The current drug development paradigm is not working -- it takes an average of 13 years and $1 billion to develop a new drug. Despite our strong national commitment to medical research, and to the National Institutes of Health (NIH) in particular, the advances achieved in basic science are not being translated into new therapies, better prevention strategies and cures fast enough.
The opportunity we must seize now is contingent upon having systems in place that will allow these ideas and discoveries to be translated into effective products and therapies that will ultimately improve patients' health and quality of life. If indeed we are in an era where the scientific knowledge and possibilities are abundant, but they are getting stuck in the translational pathway, we have to get moving.
The proposed NIH National Center for Advancing Translational Sciences (NCATS) is one way to get moving. Creation of NCATS would speed the translation of basic discoveries to real world applications and ensure that we are focused on the end goal of our investment in research: treatments and cures.
NIH Director Francis Collins has described his vision for NCATS to the scientific community.
But what does NCATS mean to patients?
To patients, saving time means saving lives. NCATS would accomplish this by improving tools and making these widely available and creating efficiencies. This means the process of translational research will be improved, and patients will benefit.
This vision provides an opportunity for the patient and disease community to work together on addressing a problem that cuts across diseases.
And as a component of the NIH, NCATS would be able to leverage its extensive network of relationships and collaborations with academia, patient and disease organizations and industry.
For example, only 1 in 10,000 potential therapeutic compounds makes it through the drug development pipeline to the marketplace. However, in recent years, researchers have been learning that a compound that is a failure for one condition may turn out to be a godsend for people suffering from another disease.
NCATS would support creative ways to rescue drugs that have been abandoned by industry before FDA approval.
To date, there has been no effort to encourage this in a broad and systematic way. While most compounds prove to be safe in human clinical trials, many fall by the wayside relatively late in the development process because they do not effectively treat the condition for which they were intended. When that happens, biotechnology and pharmaceutical companies typically shelve the compound and all related data.
The result is countless compounds sitting "abandoned" in industry freezers. NCATS wants to change that. Given its status as a neutral third party, NCATS may be able to serve as an honest broker to match compounds abandoned by industry before approval with potential new applications.
One example of the power of drug rescue is azidothymidine (AZT), a compound that was abandoned in the 1960s after failing to show efficacy against cancer. More than two decades later, a collaborative effort between NIH and the private sector allowed NIH researchers to rescue AZT after they discovered that it was effective against an entirely different health threat: the human immunodeficiency virus, which causes AIDS. AZT went on to become the first drug approved to treat HIV/AIDS, providing much‐needed hope for people suffering from what was then a swiftly fatal disease.
All told, it took 25 months from the point when researchers learned AZT was active against HIV in the lab and FDA approval -- one of the shortest drug development timelines in recent history.

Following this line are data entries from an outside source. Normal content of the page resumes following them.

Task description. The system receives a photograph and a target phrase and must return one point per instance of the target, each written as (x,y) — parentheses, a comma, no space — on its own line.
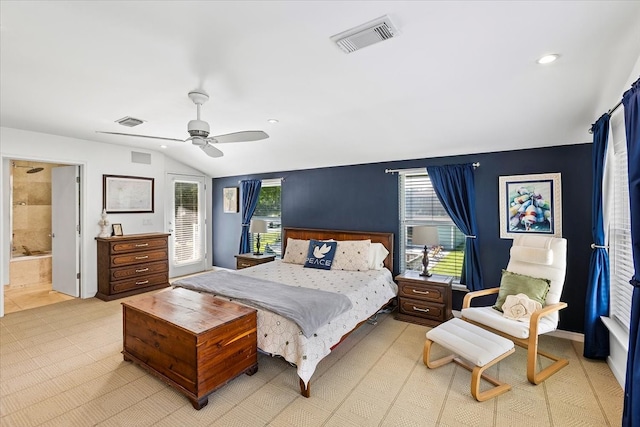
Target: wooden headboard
(310,233)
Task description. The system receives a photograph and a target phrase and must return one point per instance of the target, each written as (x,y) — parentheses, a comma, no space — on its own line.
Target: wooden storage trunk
(192,341)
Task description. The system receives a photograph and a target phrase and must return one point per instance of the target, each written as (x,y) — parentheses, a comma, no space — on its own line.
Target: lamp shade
(425,236)
(258,226)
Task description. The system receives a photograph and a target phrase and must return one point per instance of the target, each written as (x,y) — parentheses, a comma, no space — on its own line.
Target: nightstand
(424,300)
(250,260)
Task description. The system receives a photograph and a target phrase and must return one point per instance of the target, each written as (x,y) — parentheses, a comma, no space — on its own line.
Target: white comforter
(368,291)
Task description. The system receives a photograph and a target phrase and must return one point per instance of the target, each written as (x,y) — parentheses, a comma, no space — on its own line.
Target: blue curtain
(454,186)
(631,102)
(250,191)
(596,335)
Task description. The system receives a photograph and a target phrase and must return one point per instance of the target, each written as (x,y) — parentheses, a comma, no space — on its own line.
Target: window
(620,251)
(188,219)
(420,206)
(268,209)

Another way to speed the drug development process and to reduce costs is to find new uses for drugs already approved by the FDA for a different condition. Many pharmaceutical companies have already started exploring repurposing FDA‐approved drugs. However, there have been only limited exchanges of information with other companies and with academic researchers working to find treatments for other diseases. NCATS would be a logical entity to facilitate the repurposing of FDA‐approved drugs.
We have already seen how this can work.
One noteworthy example of repurposing is thalidomide. Originally developed in the 1950s to treat morning sickness, it was pulled off the market because it caused severe birth defects. However, researchers later found that the drug could improve pain and skin inflammation in people suffering from leprosy. More recently, research teams supported by NIH found that thalidomide could inhibit the growth of certain cancers and, in 2006, the FDA approved the drug to treat multiple myeloma.

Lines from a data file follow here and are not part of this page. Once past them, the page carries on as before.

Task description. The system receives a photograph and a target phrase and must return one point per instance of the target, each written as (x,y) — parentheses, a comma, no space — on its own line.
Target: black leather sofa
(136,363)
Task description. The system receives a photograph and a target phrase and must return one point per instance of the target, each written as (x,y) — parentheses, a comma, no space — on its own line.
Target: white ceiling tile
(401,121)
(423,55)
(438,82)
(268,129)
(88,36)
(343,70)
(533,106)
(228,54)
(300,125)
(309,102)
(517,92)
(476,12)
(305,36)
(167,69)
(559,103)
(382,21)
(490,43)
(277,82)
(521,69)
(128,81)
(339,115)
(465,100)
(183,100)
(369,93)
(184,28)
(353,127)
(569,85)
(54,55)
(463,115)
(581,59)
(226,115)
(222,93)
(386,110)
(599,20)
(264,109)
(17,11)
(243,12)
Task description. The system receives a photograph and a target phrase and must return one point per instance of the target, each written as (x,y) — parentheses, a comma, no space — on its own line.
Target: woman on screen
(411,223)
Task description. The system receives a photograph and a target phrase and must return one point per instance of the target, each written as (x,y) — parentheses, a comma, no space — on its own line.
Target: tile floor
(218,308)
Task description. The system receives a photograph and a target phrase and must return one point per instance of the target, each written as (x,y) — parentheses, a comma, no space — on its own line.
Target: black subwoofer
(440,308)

NCATS would also serve to strengthen the translational efforts underway at many NIH institutes.
Many institutes at NIH support both basic and translational research portfolios in an effort to move discoveries through the pipeline more quickly.
Mid-sized and smaller institutes that may not possess significant expertise in drug development would benefit greatly from having access to a central hub at NIH where such expertise exists.

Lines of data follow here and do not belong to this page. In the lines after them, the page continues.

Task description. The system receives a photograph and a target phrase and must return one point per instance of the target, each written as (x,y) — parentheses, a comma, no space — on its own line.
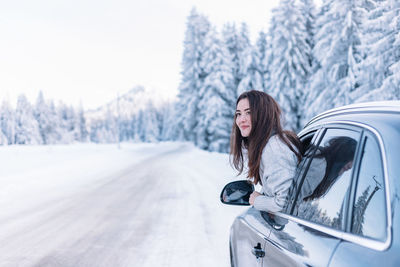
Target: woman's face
(243,117)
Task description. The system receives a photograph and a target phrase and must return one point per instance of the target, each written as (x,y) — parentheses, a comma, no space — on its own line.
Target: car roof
(358,112)
(382,117)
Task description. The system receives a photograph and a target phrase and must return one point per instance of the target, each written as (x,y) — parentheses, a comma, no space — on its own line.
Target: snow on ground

Another specific way that NCATS would assist the institutes in enhancing their translational research efforts is in the design of projects; one institute director indicated that in a project they had just designed, if NCATS had existed as a resource approximately two years would have been saved because the expertise would have been in place to advise them to be more efficient.
All of these are essential to all the sectors, and the NIH has the ability to share the insights and system improvements coming out of this work across every entity in the medical research system. But the NIH can't go it alone. The entire medical research community must come together to ensure this proposed center does not become part of the road paved with good intentions. And we urge our congressional leaders to support the establishment of this important effort.
Patients need these improvements in translational research, and that means you and me and a whole lot of other people out there.